TensorRT-LLMs/examples/models/contrib/arctic/README.md

# Arctic

This document shows how to build and run a [Arctic](https://huggingface.co/Snowflake/snowflake-arctic-instruct) model in TensorRT-LLM.

The TensorRT LLM Arctic implementation is based on the LLaMA model, with Mixture of Experts (MoE) enabled. The implementation can
be found in [llama/model.py](../../../../tensorrt_llm/models/llama/model.py).
See the LLaMA example [`examples/models/core/llama`](../../../llama) for details.

- [Arctic](#arctic)
  - [Download model checkpoints](#download-model-checkpoints)
  - [TensorRT LLM workflow](#tensorrt-llm-workflow)
    - [Apply FP8 PTQ](#apply-fp8-ptq)
    - [Build TensorRT engine](#build-tensorrt-engine)
    - [Run Engine](#run-engine)
    - [OOTB](#ootb)

## Download model checkpoints

First, download the HuggingFace BF16 checkpoints of Arctic model.

**CAVEAT: this model is a pretty large Mixture-of-Experts (MoE) model, which has nearly 500B parameters and requires around 900GB disk space for storage. Please make sure you have enough space before proceeding.**

```bash
HF_MODEL="arctic"
git clone https://huggingface.co/Snowflake/snowflake-arctic-instruct tmp/hf_checkpoints/${HF_MODEL}

```

## TensorRT LLM workflow
Next, we use the general quantization script `quantize.py` to convert the checkpoints in FP8, and build the model with `trtllm-build` on multi-GPUs. In the example below, we use Tensor Parallelism (TP) across 8 GPUs.
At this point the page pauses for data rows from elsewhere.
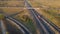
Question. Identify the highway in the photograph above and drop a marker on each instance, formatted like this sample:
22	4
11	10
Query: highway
42	24
10	25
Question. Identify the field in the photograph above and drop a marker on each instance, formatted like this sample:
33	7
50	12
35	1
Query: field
49	9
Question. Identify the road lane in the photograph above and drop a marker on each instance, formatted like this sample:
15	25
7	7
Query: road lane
41	20
21	25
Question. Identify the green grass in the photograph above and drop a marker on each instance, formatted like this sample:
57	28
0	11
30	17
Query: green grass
1	16
28	22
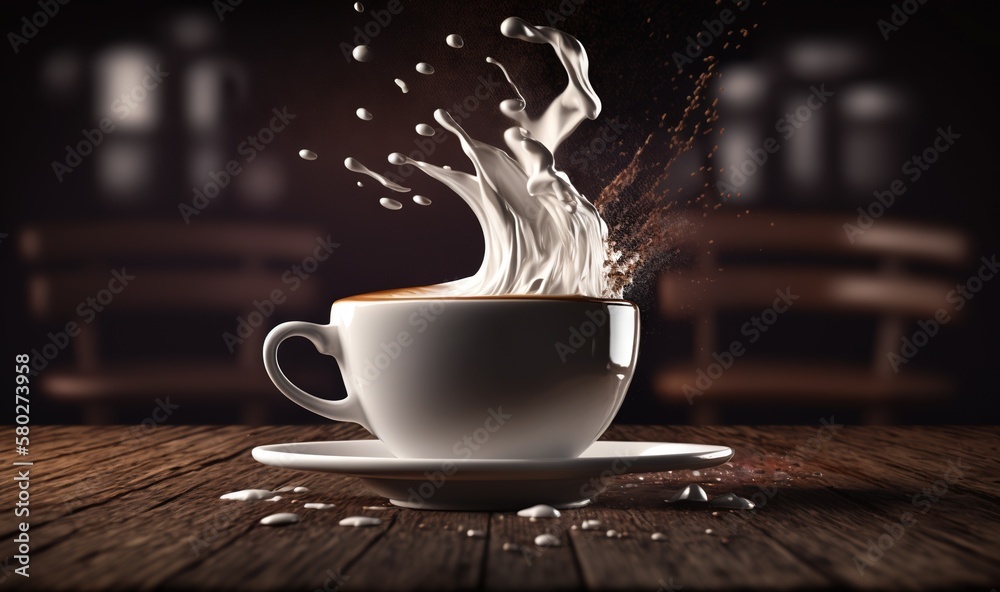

**Note: for such large model, it is deemed necessary to apply Post-Training Quantization (PTQ) methods on the model weights to deploy it on a cluster node, e.g., 8xH100 GPUs. In this example, we demonstrate the FP8 quantization workflow, which is supported on Hopper-and-next GPU architectures. For instructions of other PTQ methods other than FP8, please refer to the LLaMA or Mixtral examples.**


Set environment variables and necessary directory:

```bash
PREC_RAW="bfloat16"
PREC_QUANT="fp8"
TP=8
ENGINE="${HF_MODEL}_${PREC_QUANT}_tp${TP}"

mkdir -p tmp/trt_engines
```

### Apply FP8 PTQ

Notes:
- currently quantize.py does not support for Expert Parallelism (EP) mode yet. User should use `../llama/convert_checkpoint.py` and specify `--moe_ep_size 1` instead, if needed.
- TensorRT LLM uses static quantization methods, which is expected to be faster at runtime as compared to dynamic quantization methods. This comes at a cost of an offline calibration step during quantization. `batch_size` and `calib_size` can be adjusted to shorten the calibration time. Please refer to ../quantization/README.md for explanation.
- **due to the large model size and the calibration step (which has to load the HuggingFace model and run forward passes), it is likely that you will need more number of GPUs during quantization step than the number of GPUs for engine building and final deployment. For example, using 16xH100 or 8xH200 for quantization & 8xH100 for deployment.**

```bash
python ../../../quantization/quantize.py --model_dir tmp/hf_checkpoints/${HF_MODEL} \
                                   --dtype ${PREC_RAW} \
                                   --qformat ${PREC_QUANT} \
                                   --kv_cache_dtype ${PREC_QUANT} \
                                   --output_dir tmp/tllm_checkpoints/${ENGINE} \
                                   --batch_size 1 \
                                   --calib_size 128 \
                                   --tp_size ${TP} |& tee tmp/trt_engines/${ENGINE}_quantize.log

```

### Build TensorRT engine
```bash
# Enable fp8 context fmha to get further acceleration by setting `--use_fp8_context_fmha enable`
# Use --workers to enable parallel build
trtllm-build --checkpoint_dir ./tmp/tllm_checkpoints/${ENGINE} \
             --output_dir ./tmp/trt_engines/${ENGINE} \
             --gpt_attention_plugin ${PREC_RAW} \
             --gemm_plugin ${PREC_RAW} \
             --workers ${TP} |& tee tmp/trt_engines/${ENGINE}_build.log
```

### Run Engine
Test your engine with the [run.py](../run.py) script:

```bash
mpirun -n ${TP} --allow-run-as-root python ../../../run.py --engine_dir ./tmp/trt_engines/${ENGINE} --tokenizer_dir tmp/hf_checkpoints/${HF_MODEL} --max_output_len 20 --input_text "The future of AI is" |& tee tmp/trt_engines/${ENGINE}_run.log
```

For more examples see [`examples/models/core/llama/README.md`](../../../llama/README.md)


### OOTB

Arctic supports OOTB operation without the plugin, however this comes at a significant performance cost. Users should prefer using the plugin path whenever possible.